10 Eylül 2012 Pazartesi

mustafa sandal sana, kafaaam girsin

ulan herifin sesi şusu busu yok, tv'de bitlis'te beş minaresine biraz takıldım, oyunculuk da yok. ulan bir reklam çekmiş. o ne be. hay sizin yazdığınız reklam metnini, oynayanlarınızı, yönetmeninizi, sizi yayınlayan kanallarınızı, sayın işvereniniz o telefon şirketini, topunuzu birden new york'daki en iri siyahların hepsi birden becersin. o ne lan öyle, allah belanızı versin, iki cihanda yüzünüz gülmesin. karını oynatmışsın, demek senin sikimsonik bir telefonun olsa karın sana vermeyecekti ha, hay allah senin belanı versin. aldığın paralar götüne bozuk paralar şeklinde girsin. töbe ya, ulan bu kadar boktan bir reklam filmine maruz kalmak ne kötü. tüm sinirlerim zıpladı bir anda. seni dinleyen, destekleyen, sporsor olan ne varsa işte, yeni yapılan boğaz köprüsü girsin hepsine. dur daha küfredeceğim. bi siktirin gidin lan, ulan bok böcekleri bile olmaz sizden. ot musunuz, bok musunuz, ne göt insanlarsınız siz lan..

9 Eylül 2012 Pazar

yedinci gün


peheyy, ihsan oktay anar, yani moğol görünüşlü barbar yine müthiş bir roman kaleme almış. ellerine sağlık. kendisini, artık benimle konuşmayan bir kişiden öğrenmiştim. iki yıl önceydi ve üç dört ay içinde beş kitabını da bitirdim. allah bana onu tavsiye denden razı olsun. puslu kıtalar atlası ile başlamıştı, umarım daha düzinelerce roman yazar.. okumadıysanız şiddetle tavsiye ediyorum. yoksa elime falaka alıp hepinizi döverim..

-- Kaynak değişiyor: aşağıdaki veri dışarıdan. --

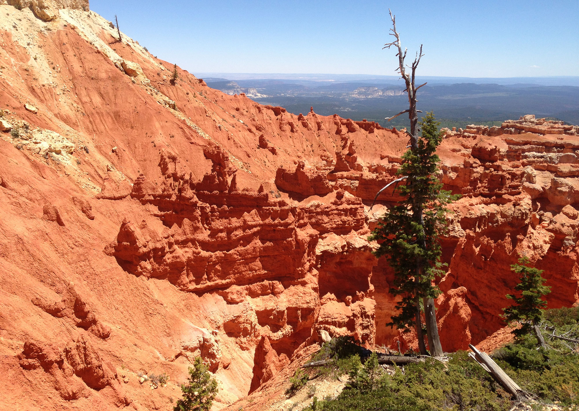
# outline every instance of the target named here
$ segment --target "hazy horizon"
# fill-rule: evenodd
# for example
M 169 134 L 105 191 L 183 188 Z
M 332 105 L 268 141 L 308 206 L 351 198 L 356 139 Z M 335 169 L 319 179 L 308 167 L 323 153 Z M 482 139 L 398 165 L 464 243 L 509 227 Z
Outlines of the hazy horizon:
M 402 45 L 425 76 L 579 75 L 576 0 L 91 0 L 153 55 L 192 73 L 393 75 L 391 8 Z M 408 63 L 408 62 L 407 62 Z

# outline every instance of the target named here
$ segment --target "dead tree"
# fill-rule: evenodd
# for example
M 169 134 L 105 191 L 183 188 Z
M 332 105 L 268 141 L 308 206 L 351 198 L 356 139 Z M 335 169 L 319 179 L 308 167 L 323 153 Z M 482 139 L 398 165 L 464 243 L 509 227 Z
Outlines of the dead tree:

"artık yoruldum ve yarın dinleneceğim, siz de öyle yapın."

ihsan sait'in son sözleri.

(kitaptan bahsetmeyeyim, anlatım ve kurgu yine mükemmel diyeyim)

4 Eylül 2012 Salı

var kalış ve oluştur evlat


bir ara atmışım makinaya çamaşırları, yıkayıp duruyor elektrik tüketerek. fıldır fıldır dönerken, birden bire bana seslendi;

"var kalış, var oluş değildir evlat!"

"ne evladı lan" dedim makinaya dönerek, altı üstü beş yaşında ve altı ile çarpsam yine de benim yaşıma gelemez. terbiyesiz sanayi mamülü.

sonra demez mi "ama benim kadar çamaşır yıkamadın. haftada iki saatten beş yılda, toplam yirmi gün çalıştım ben. saçımı süpürge ettim senin için, vır vır da dır dır... amacım bu benim, yıkarım!"

be hey koca dünya, ne günlere kaldık. ne demiş birisi, "düşünce özgürlüğünden yoksun olmak düşündüğünü söyleyememek değil, hiç düşünmememiş olmaktır." bir metreküplük makina benimle kafa bulmaya çabalıyor, işe bak. sigaramın dumanından çekerken derin derin "ama intihar bir kaçış değil, reddediştir" lafı dökülüverdi ağızcığımdan, dumanıyla birlikte, üfüre üfüre. "varolmak mı istiyorsun? sahtekarrr, sen aslında görevini 

reddediyorsun. bilmezmisin ki hayatta en büyük tembellik, insanın istediği şeyi yapmasıdır. hah ha, seni değiştirmem lazım. ama param yok aq."

"at beni, hadi geri dönüşmek istiyorum hemen, benden bilgisayar yapsınlar, sayıları sayayım" demez mi zındık makina, yaptığı işten tiksiniyormuş. haftada iki saat çalışmaktan tiksiniyormuş. bak sen kahrolasıca makinaya. diyor ki, "varoluşuma giden yol bulantıdan, tiksintiden geçiyor. insan için özgürlük tam ve mutlaksa eğer ve insan özgür olmaya mahkumsa, çekip gidiyorum."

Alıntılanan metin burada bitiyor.